Irak'ta silahların toplanması Türkiye'yi etkileyecek

IRAK'ta cumartesi günü Halkın Mücahitleri Örgütü silahlarını Amerikalılara teslim etmeye başladı.

İran rejimine karşı, yıllardan beri ülke dışında mücadele eden bu örgütün ana karargahı Irak'taydı ve Saddam Hüseyin yönetiminin kanatları altında, İran'ı tehdit eden silahlı bir güç haline dönüşmüştü.

İşte bu örgüt silah bıraktı.

Amerikalılar tarafından yapılan açıklama, bu gelişmenin bizi de etkileyecek yeni adımlara yol açacağına işaret ediyor.

Bağdat'taki 5. Kolordu'dan yapılan açıklamada şöyle deniyor:

‘‘Düşmanca niyet sergileyen ya da koalisyon yetkilileri ile işbirliği yapmayı reddeden gruplar, koalisyonun askeri gücüne muhatap olacaklardır.’’

Aslında bir sıkı yönetim ilanı niteliği taşıyan bu sözler, Irak'ta silahlı hiçbir muhalefete kesinlikle izin verilmeyeceğini açıkça ortaya koyuyor.
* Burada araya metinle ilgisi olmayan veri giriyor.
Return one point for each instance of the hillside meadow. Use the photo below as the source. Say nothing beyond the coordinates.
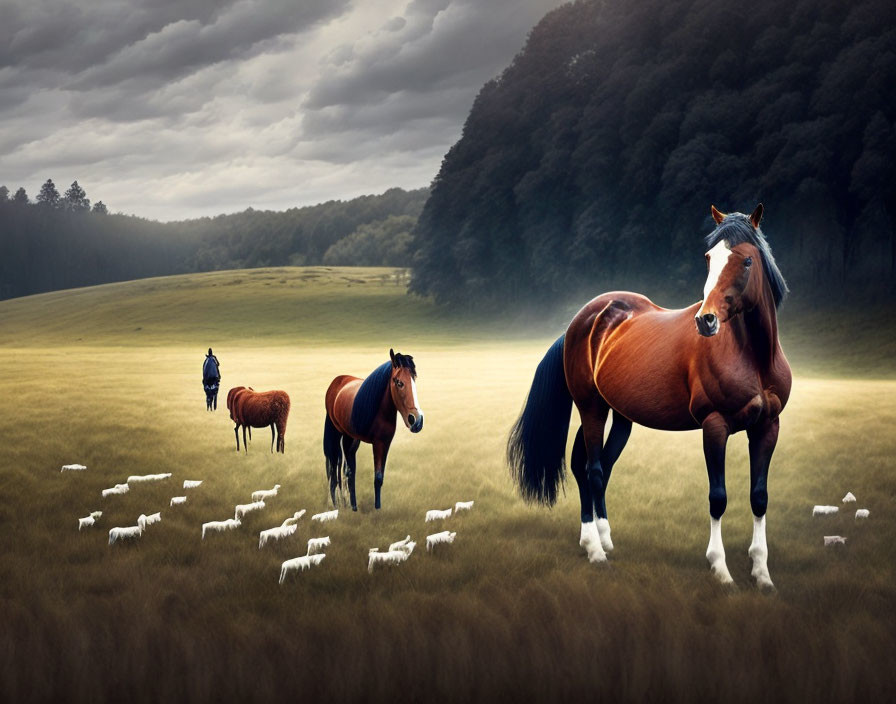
(110, 377)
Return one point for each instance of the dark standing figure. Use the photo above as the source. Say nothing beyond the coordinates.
(211, 380)
(364, 411)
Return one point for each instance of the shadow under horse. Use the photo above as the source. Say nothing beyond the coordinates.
(364, 410)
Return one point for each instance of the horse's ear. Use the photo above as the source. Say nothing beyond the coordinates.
(756, 217)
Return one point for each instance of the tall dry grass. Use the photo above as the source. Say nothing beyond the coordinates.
(512, 609)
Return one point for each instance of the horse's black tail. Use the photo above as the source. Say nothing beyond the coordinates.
(333, 453)
(536, 449)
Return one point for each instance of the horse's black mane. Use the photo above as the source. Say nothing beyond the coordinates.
(736, 229)
(367, 400)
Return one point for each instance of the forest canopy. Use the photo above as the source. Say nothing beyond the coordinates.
(592, 161)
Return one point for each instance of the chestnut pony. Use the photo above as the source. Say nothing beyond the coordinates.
(364, 411)
(716, 366)
(252, 409)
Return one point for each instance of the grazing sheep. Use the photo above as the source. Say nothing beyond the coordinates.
(315, 545)
(326, 516)
(400, 544)
(436, 538)
(118, 489)
(262, 494)
(393, 557)
(243, 509)
(220, 526)
(88, 521)
(305, 562)
(140, 478)
(129, 532)
(437, 515)
(278, 533)
(145, 520)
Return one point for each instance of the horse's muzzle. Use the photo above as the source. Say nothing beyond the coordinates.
(707, 325)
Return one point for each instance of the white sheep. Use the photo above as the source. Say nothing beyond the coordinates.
(116, 490)
(306, 562)
(315, 545)
(145, 520)
(220, 526)
(393, 557)
(436, 515)
(242, 509)
(262, 494)
(400, 544)
(326, 516)
(284, 530)
(129, 532)
(140, 478)
(88, 521)
(436, 538)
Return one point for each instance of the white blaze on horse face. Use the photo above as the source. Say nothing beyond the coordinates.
(718, 258)
(715, 552)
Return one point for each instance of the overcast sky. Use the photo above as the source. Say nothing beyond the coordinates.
(179, 108)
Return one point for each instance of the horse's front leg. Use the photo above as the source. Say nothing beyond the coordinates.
(763, 437)
(715, 438)
(380, 452)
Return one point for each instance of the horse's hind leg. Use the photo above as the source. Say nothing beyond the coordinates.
(350, 449)
(620, 431)
(594, 419)
(763, 437)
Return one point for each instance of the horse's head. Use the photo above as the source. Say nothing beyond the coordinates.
(735, 277)
(404, 390)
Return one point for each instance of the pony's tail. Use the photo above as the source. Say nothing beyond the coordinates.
(333, 453)
(536, 448)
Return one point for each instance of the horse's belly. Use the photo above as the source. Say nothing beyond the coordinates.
(649, 389)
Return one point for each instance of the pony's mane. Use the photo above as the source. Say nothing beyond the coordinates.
(736, 229)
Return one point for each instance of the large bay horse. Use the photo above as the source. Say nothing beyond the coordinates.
(364, 411)
(716, 366)
(253, 409)
(211, 381)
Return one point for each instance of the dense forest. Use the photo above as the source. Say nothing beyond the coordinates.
(60, 241)
(592, 161)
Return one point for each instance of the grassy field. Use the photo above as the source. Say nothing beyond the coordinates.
(110, 377)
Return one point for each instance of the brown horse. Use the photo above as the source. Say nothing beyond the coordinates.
(651, 366)
(364, 411)
(252, 409)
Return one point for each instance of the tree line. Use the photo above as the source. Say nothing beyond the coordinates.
(61, 241)
(591, 162)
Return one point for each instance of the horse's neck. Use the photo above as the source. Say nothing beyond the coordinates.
(761, 329)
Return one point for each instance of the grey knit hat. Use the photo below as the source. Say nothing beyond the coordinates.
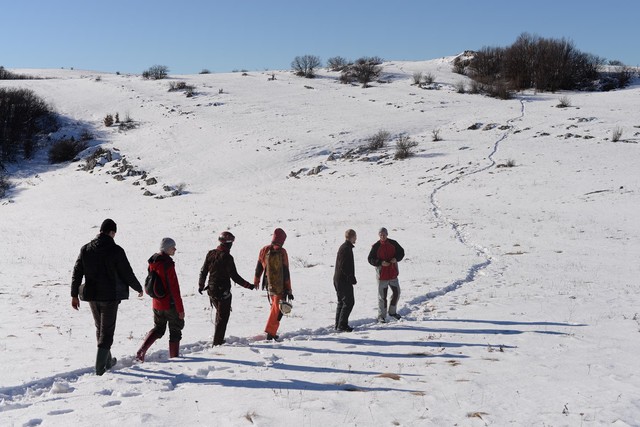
(166, 244)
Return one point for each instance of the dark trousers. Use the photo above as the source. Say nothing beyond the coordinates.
(223, 311)
(346, 301)
(104, 316)
(163, 317)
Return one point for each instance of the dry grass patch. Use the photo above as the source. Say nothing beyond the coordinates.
(390, 376)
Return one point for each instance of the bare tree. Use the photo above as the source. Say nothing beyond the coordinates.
(337, 63)
(364, 70)
(305, 66)
(156, 72)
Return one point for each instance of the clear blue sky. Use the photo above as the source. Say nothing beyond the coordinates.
(224, 35)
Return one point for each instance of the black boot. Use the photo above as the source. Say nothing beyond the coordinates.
(102, 356)
(148, 341)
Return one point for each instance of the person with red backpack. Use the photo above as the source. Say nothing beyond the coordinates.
(221, 268)
(384, 256)
(168, 309)
(273, 267)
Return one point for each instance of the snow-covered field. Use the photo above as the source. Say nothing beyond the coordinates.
(520, 291)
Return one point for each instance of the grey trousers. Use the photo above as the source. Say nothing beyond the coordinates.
(105, 314)
(383, 287)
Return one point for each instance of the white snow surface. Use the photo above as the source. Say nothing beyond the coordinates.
(520, 291)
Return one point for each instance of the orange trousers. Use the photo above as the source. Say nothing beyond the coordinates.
(273, 323)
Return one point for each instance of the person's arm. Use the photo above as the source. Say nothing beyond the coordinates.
(399, 251)
(76, 281)
(233, 273)
(126, 272)
(373, 256)
(174, 289)
(204, 270)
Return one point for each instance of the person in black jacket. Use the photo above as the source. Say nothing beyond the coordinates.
(343, 280)
(108, 276)
(221, 268)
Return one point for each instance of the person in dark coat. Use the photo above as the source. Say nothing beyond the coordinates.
(384, 256)
(168, 310)
(343, 280)
(108, 277)
(221, 268)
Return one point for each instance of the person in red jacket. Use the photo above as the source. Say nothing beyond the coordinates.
(273, 267)
(168, 310)
(384, 256)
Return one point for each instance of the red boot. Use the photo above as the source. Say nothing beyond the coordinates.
(148, 341)
(174, 348)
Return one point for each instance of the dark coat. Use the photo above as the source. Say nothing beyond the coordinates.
(221, 268)
(106, 269)
(345, 272)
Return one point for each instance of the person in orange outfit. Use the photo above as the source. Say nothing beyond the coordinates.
(273, 267)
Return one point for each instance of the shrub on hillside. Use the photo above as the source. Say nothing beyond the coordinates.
(429, 78)
(616, 134)
(156, 72)
(23, 115)
(404, 147)
(8, 75)
(66, 150)
(4, 185)
(337, 63)
(364, 70)
(377, 141)
(533, 62)
(306, 65)
(565, 102)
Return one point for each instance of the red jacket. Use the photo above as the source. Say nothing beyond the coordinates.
(164, 266)
(386, 251)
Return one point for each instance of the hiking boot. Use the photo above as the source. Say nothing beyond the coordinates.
(174, 349)
(148, 341)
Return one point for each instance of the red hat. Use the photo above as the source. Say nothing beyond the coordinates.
(279, 236)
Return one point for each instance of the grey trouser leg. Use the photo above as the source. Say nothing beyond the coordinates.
(395, 296)
(383, 286)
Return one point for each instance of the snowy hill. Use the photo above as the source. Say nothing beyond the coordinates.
(520, 289)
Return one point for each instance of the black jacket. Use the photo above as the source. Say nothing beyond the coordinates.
(106, 269)
(345, 272)
(221, 268)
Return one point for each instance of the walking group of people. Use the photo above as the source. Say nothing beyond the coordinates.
(108, 276)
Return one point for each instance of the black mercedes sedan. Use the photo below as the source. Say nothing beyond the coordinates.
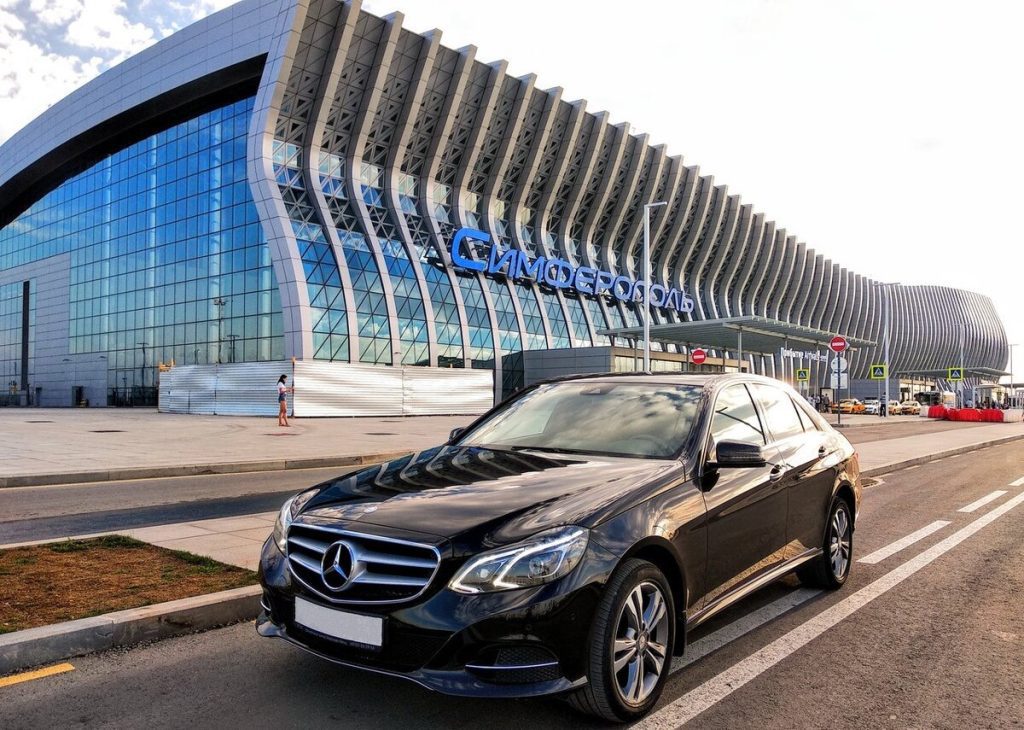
(567, 540)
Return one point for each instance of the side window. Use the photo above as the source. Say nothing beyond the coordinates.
(735, 418)
(806, 418)
(779, 411)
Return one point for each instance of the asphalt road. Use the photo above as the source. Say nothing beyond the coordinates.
(30, 513)
(929, 636)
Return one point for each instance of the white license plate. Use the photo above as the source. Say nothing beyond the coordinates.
(340, 625)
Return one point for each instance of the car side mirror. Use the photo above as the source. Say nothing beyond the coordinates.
(736, 455)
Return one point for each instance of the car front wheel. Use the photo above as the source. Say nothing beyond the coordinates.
(832, 568)
(630, 648)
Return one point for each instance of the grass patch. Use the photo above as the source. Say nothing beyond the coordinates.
(77, 578)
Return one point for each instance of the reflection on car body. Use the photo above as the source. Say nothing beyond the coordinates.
(567, 540)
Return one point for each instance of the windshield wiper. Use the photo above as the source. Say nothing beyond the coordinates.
(550, 449)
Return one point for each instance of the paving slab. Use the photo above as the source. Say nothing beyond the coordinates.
(67, 445)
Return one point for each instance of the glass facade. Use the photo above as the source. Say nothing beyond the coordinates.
(168, 259)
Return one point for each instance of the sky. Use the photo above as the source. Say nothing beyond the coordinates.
(886, 134)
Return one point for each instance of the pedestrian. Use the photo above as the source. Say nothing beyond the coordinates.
(283, 390)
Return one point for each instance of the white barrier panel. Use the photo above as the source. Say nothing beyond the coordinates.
(326, 389)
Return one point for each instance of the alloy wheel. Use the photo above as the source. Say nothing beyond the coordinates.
(640, 649)
(839, 543)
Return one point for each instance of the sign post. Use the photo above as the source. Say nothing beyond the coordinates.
(839, 345)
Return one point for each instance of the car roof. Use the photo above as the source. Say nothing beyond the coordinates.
(699, 379)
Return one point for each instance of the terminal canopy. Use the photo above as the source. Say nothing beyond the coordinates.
(741, 334)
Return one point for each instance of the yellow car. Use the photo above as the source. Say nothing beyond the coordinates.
(909, 408)
(848, 405)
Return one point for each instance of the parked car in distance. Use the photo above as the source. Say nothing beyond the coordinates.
(848, 405)
(909, 408)
(566, 541)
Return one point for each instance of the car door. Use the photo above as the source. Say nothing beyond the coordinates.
(809, 469)
(747, 507)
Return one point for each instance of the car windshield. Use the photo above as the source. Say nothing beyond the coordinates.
(614, 419)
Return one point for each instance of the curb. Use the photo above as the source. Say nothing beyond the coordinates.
(896, 466)
(196, 470)
(32, 647)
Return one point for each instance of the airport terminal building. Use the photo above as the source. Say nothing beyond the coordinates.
(302, 179)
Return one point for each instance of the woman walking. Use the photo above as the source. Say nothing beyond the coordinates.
(283, 391)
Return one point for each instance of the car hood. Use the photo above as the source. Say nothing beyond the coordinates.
(488, 496)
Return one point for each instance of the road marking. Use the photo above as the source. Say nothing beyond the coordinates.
(36, 674)
(879, 555)
(726, 635)
(716, 689)
(983, 501)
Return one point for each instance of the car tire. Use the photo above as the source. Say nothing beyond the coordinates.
(630, 692)
(832, 568)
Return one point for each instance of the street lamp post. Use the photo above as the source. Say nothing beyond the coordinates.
(884, 406)
(646, 282)
(1013, 390)
(220, 303)
(141, 371)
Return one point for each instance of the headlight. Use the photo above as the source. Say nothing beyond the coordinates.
(287, 514)
(543, 558)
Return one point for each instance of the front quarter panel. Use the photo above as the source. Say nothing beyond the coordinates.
(672, 522)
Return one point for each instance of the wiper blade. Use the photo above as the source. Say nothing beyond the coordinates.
(550, 449)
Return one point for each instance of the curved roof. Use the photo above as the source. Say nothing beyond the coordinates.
(210, 54)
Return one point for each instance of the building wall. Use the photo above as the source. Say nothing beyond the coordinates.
(368, 145)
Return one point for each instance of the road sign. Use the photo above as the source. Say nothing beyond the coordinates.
(838, 344)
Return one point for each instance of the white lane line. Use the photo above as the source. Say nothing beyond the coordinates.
(879, 555)
(716, 689)
(716, 640)
(983, 501)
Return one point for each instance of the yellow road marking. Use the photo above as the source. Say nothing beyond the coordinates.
(37, 674)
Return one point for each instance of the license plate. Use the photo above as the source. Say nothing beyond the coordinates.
(340, 625)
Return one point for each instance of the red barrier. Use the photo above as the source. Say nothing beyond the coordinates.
(965, 415)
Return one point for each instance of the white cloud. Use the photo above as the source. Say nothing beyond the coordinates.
(103, 27)
(56, 12)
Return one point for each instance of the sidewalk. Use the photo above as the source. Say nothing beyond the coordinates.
(67, 445)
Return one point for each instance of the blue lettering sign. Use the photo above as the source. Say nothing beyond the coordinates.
(562, 274)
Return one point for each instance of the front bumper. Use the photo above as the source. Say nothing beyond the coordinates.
(519, 643)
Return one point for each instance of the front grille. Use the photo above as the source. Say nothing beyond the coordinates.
(354, 567)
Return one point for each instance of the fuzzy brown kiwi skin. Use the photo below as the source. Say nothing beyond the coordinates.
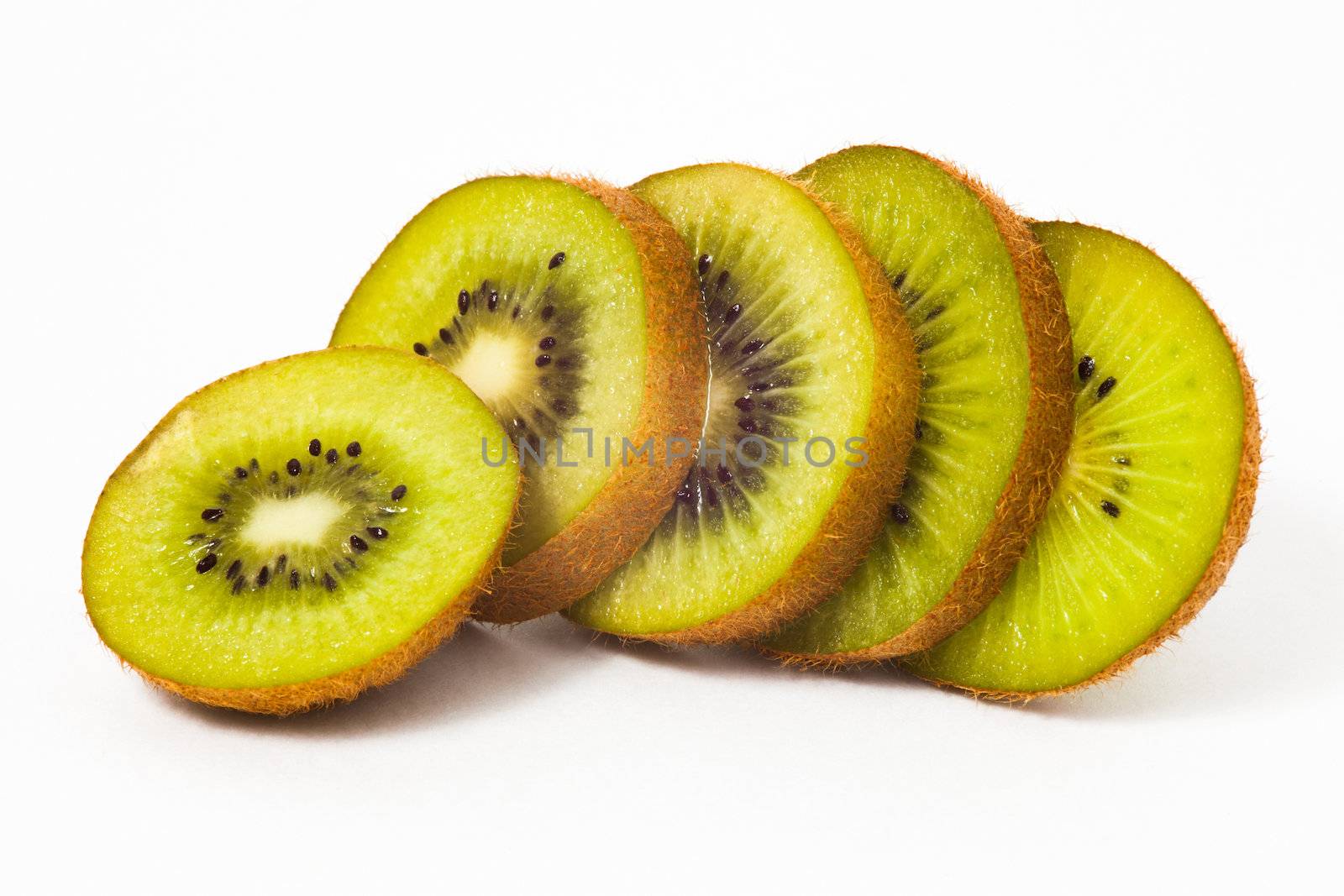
(284, 700)
(627, 510)
(855, 520)
(1221, 562)
(1037, 469)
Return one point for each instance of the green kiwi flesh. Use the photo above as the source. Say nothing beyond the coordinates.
(531, 291)
(296, 521)
(792, 355)
(954, 266)
(1156, 490)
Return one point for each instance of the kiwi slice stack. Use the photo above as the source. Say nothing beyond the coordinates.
(995, 414)
(1156, 493)
(806, 352)
(569, 308)
(855, 414)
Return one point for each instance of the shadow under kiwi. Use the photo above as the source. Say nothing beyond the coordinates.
(477, 672)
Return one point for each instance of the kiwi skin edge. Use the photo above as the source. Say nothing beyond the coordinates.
(635, 499)
(284, 700)
(859, 512)
(1234, 533)
(1041, 458)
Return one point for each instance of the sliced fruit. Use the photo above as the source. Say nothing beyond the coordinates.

Sadece İran rejimine muhalefet eden silahlı örgüte değil. Türkiye'yi tehdit eden PKK-KADEK'in de bu kapsamda olduğu anlaşılıyor.

ABD-İRAN GÖRÜŞMESİ

GEÇEN
hafta ilginç bir gelişme daha yaşandı. Amerikalı ve İranlı yetkililer arasında Cenevre'de gizli bir görüşme gerçekleşti.

Bu toplantıda bazı ‘‘özel konuların’’ ele alındığı söyleniyor. Buna bir diyalog başlangıcı denemez ama ABD Dışişleri Bakanı Colin Powell'ın Suriye ziyareti de göz önüne alındığında savaşın ardından artık ikinci sayfanın açıldığı ortaya çıkıyor.

İkinci sayfa, Irak'ta istikrarın sağlanması, İsrail-Filistin ve Suriye arasında barış, terör örgütlerinin desteklenmesine son verilerek onların siyaset platformunda ele almalarını sağlayacak düzenlemeler de oluşacağı görülüyor.

Bush Yönetimi'nin Suriye ve İran ile temasa geçerek, bölgenin önemli aktörlerini Ortadoğu'nun yeniden yapılandırılması sürecinde iki yol sunuyor. Uzlaşma ya da çatışma.

Uzlaşma yolu için devrede olan güçler arasında Türkiye de var.

Bu nedenle, AKP hükümetini Suriye ve İran ile görüşüyor diye eleştirmek yersiz.

Hiçbir ülkenin çıkarları bir diğeri ile tam olarak örtüşmez ve tabii ki her ülke kendi çıkarları doğrultusunda hareket eder, bazı arkadaşlarımızın önerdiği gibi her şeyimizi ABD çıkarlarına tábi kılacak değiliz.

Ama Ortadoğu'da barış istiyor muyuz? Demokrasi istiyor muyuz? Eğer barış ve düzen istiyorsak o zaman kamplaşmaları değil uzlaşmaları, Amerikan ve İsrail aleyhtarlığını değil barış için işbirliğini desteklemeliyiz. Türkiye'nin bunun aksine bir tutum içinde olduğu söylenebilir mi?

SİLOPİ’DE İŞBİRLİĞİ

IRAK
'ta istikrarın sağlanması sadece ülke sınırları içinde kalan bir hedef değil. İster İran, isterse Türkiye, hangi ülkeye yönelik olursa olsun bölgede terörün ve teröristin hiçbir çeşidine göz yumulmayacağı artık iyice anlaşılıyor.

ABD ile Türkiye arasındaki terörizme karşı işbirliğinde yeni bir adım atıldı. Silopi'de, silahlı grupların hareketlerini takip etmek için ortak bir izleme noktası oluşturuluyor.

Irak'ta silahlı grupların silahsızlandırılması süreci Türkiye'yi de etkileyecek. Ama tek taraflı değil.

Bölgesel uzlaşma ortamının bir diğer tarafında da demokrasi var.